🤖 AI Summary
Small reasoning models (SRMs) commonly suffer from “overthinking” in tool calling: even after generating a correct tool-parameter configuration, they continue reasoning and produce erroneous final outputs. This paper proposes ThinkBrake—a training-free decoding strategy that systematically introduces dynamic early termination into tool reasoning. ThinkBrake adaptively truncates redundant reasoning steps by jointly monitoring sentence boundaries and the log-probability gap between the top two tokens following the `</think>` delimiter, triggering termination at critical points in the reasoning chain. Leveraging oracle-based replay analysis, we precisely localize overthinking instances. Evaluation on the BFCL benchmark shows that ThinkBrake maintains or improves accuracy while reducing generated tokens by up to 25%. Oracle analysis further reveals up to 8.4% latent performance gain, significantly enhancing both inference efficiency and controllability.
📝 Abstract
Small reasoning models (SRMs) often overthink during tool use: they reach a correct tool-argument configuration, then continue reasoning and overwrite it with an incorrect final call. We diagnose overthinking via oracle rollouts that inject </think> at sentence boundaries. On the Berkeley Function Calling Leaderboard (BFCL), this oracle termination lifts average accuracy from 85.8% to 94.2% while reducing tokens by 80-94%, revealing substantial recoverable headroom and potential redundant reasoning.
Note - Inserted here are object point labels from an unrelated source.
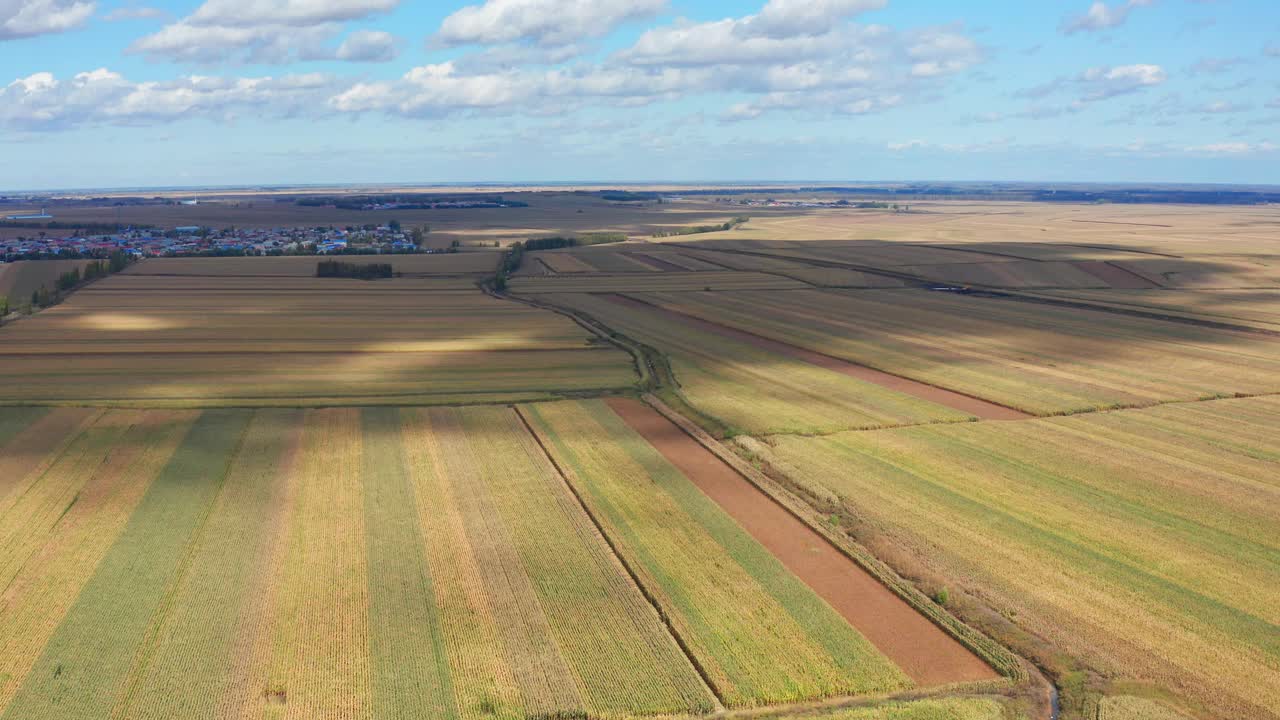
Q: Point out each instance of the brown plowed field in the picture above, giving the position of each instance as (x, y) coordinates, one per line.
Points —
(657, 263)
(920, 648)
(1115, 276)
(974, 406)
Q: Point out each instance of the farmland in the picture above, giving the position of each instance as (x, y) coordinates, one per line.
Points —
(191, 341)
(1036, 358)
(1143, 541)
(392, 561)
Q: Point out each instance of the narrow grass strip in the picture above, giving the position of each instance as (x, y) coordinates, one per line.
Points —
(192, 664)
(83, 669)
(408, 671)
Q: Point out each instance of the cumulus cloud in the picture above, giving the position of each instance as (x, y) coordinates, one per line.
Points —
(41, 101)
(1234, 149)
(257, 31)
(1101, 16)
(1106, 82)
(790, 55)
(1215, 65)
(28, 18)
(542, 22)
(369, 46)
(1223, 108)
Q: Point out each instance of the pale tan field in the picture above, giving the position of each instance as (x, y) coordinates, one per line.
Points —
(474, 264)
(170, 341)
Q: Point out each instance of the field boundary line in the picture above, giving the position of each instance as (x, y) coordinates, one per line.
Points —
(1028, 296)
(1024, 415)
(1001, 659)
(635, 578)
(647, 373)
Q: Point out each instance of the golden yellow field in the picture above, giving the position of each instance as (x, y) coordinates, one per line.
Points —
(168, 341)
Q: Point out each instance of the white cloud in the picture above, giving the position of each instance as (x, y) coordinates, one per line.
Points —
(1221, 108)
(101, 96)
(1101, 16)
(257, 31)
(28, 18)
(786, 18)
(1106, 82)
(1215, 65)
(543, 22)
(791, 55)
(1234, 149)
(293, 13)
(369, 46)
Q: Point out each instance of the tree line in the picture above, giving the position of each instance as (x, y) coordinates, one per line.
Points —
(359, 270)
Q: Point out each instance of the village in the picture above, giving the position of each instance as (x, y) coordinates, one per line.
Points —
(197, 241)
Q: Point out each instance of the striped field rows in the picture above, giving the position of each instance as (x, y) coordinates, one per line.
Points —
(387, 563)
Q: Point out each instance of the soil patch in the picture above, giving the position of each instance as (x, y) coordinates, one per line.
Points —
(978, 408)
(1115, 276)
(657, 263)
(927, 654)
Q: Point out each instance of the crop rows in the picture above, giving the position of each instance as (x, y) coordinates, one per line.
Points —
(333, 564)
(1143, 541)
(1036, 358)
(758, 390)
(758, 633)
(653, 282)
(305, 347)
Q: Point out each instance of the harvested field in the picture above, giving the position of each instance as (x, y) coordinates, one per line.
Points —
(318, 342)
(1011, 274)
(915, 645)
(1034, 358)
(476, 263)
(19, 279)
(979, 409)
(1251, 308)
(338, 563)
(757, 632)
(812, 274)
(946, 709)
(563, 263)
(754, 388)
(653, 282)
(1141, 541)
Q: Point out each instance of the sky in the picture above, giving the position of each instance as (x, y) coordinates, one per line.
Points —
(105, 94)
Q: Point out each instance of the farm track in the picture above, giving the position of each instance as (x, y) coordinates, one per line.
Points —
(871, 270)
(976, 406)
(927, 654)
(635, 577)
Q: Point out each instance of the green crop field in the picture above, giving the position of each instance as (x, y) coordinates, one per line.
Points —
(758, 633)
(1144, 541)
(344, 563)
(1036, 358)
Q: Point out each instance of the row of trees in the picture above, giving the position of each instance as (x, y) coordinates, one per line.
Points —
(696, 229)
(365, 272)
(69, 281)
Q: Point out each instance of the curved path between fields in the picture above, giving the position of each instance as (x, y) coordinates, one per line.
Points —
(978, 408)
(927, 654)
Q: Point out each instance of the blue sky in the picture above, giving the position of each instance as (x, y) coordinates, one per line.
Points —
(123, 94)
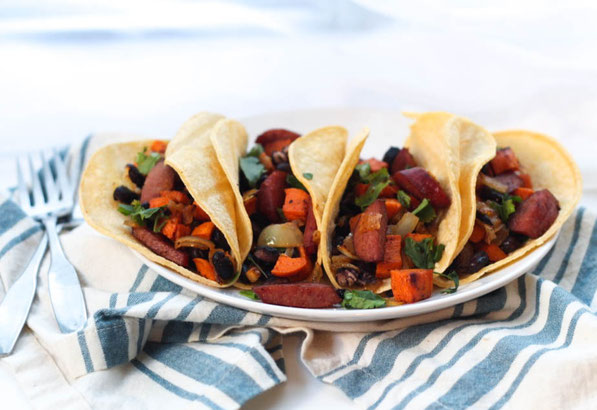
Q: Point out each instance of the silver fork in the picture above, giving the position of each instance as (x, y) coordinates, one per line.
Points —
(65, 290)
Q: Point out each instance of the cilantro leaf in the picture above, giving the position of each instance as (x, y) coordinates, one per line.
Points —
(292, 181)
(363, 170)
(362, 299)
(141, 216)
(453, 276)
(146, 162)
(252, 168)
(506, 208)
(425, 253)
(249, 294)
(425, 211)
(255, 151)
(404, 199)
(377, 182)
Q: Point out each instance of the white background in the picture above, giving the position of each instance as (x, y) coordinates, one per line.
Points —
(68, 69)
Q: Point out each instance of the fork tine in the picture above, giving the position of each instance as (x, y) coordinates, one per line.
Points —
(23, 198)
(48, 181)
(61, 175)
(38, 196)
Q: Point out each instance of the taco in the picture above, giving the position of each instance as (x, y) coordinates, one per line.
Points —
(391, 224)
(520, 197)
(171, 202)
(283, 183)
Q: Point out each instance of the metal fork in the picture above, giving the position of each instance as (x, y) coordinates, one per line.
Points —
(65, 290)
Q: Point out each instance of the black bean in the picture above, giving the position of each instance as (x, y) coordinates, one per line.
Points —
(484, 218)
(266, 254)
(511, 243)
(284, 166)
(223, 265)
(218, 238)
(390, 154)
(198, 253)
(134, 175)
(125, 195)
(489, 194)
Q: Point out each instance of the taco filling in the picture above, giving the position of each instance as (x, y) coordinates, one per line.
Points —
(285, 236)
(163, 217)
(509, 212)
(387, 227)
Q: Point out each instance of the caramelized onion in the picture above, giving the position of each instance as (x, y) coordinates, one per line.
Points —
(194, 242)
(286, 235)
(405, 225)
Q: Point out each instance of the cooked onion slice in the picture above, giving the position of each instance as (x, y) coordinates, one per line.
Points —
(284, 235)
(405, 225)
(194, 242)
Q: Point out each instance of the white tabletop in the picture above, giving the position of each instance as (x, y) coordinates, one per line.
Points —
(144, 67)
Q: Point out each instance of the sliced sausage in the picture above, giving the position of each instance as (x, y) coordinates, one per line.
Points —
(161, 246)
(505, 160)
(276, 134)
(271, 195)
(160, 178)
(511, 180)
(370, 232)
(303, 295)
(535, 215)
(421, 185)
(310, 227)
(403, 160)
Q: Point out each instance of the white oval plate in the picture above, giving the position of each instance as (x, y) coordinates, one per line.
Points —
(387, 128)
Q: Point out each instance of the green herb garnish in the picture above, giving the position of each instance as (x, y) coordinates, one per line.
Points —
(506, 208)
(363, 169)
(292, 181)
(253, 169)
(141, 216)
(404, 199)
(425, 211)
(146, 162)
(249, 294)
(453, 276)
(424, 254)
(362, 299)
(377, 182)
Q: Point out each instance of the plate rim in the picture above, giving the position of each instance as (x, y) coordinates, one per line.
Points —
(484, 285)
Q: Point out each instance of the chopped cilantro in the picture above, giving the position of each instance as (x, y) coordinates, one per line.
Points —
(140, 215)
(292, 181)
(146, 162)
(506, 208)
(377, 182)
(404, 199)
(424, 254)
(363, 169)
(425, 211)
(249, 294)
(453, 276)
(255, 151)
(252, 168)
(362, 299)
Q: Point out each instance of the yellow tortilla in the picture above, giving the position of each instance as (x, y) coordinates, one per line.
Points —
(193, 158)
(550, 167)
(229, 139)
(319, 153)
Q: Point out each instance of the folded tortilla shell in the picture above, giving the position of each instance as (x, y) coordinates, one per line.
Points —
(194, 161)
(550, 167)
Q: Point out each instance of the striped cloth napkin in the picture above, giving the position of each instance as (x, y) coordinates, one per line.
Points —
(151, 344)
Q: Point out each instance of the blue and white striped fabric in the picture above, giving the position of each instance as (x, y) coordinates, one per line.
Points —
(150, 344)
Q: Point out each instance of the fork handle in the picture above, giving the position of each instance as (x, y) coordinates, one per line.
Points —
(63, 283)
While prior work on concise reasoning has largely targeted mathematics, tool reasoning remains underexplored. We adapt various early-termination baselines to tool use and introduce ThinkBrake, a training-free decoding heuristic. ThinkBrake monitors the log-probability margin between </think> and the current top token at sentence boundaries and triggers termination when this margin becomes small. Across BFCL's single turn, non-live and live splits, ThinkBrake preserves or improves accuracy while reducing tokens up to 25%, outperforming various baselines.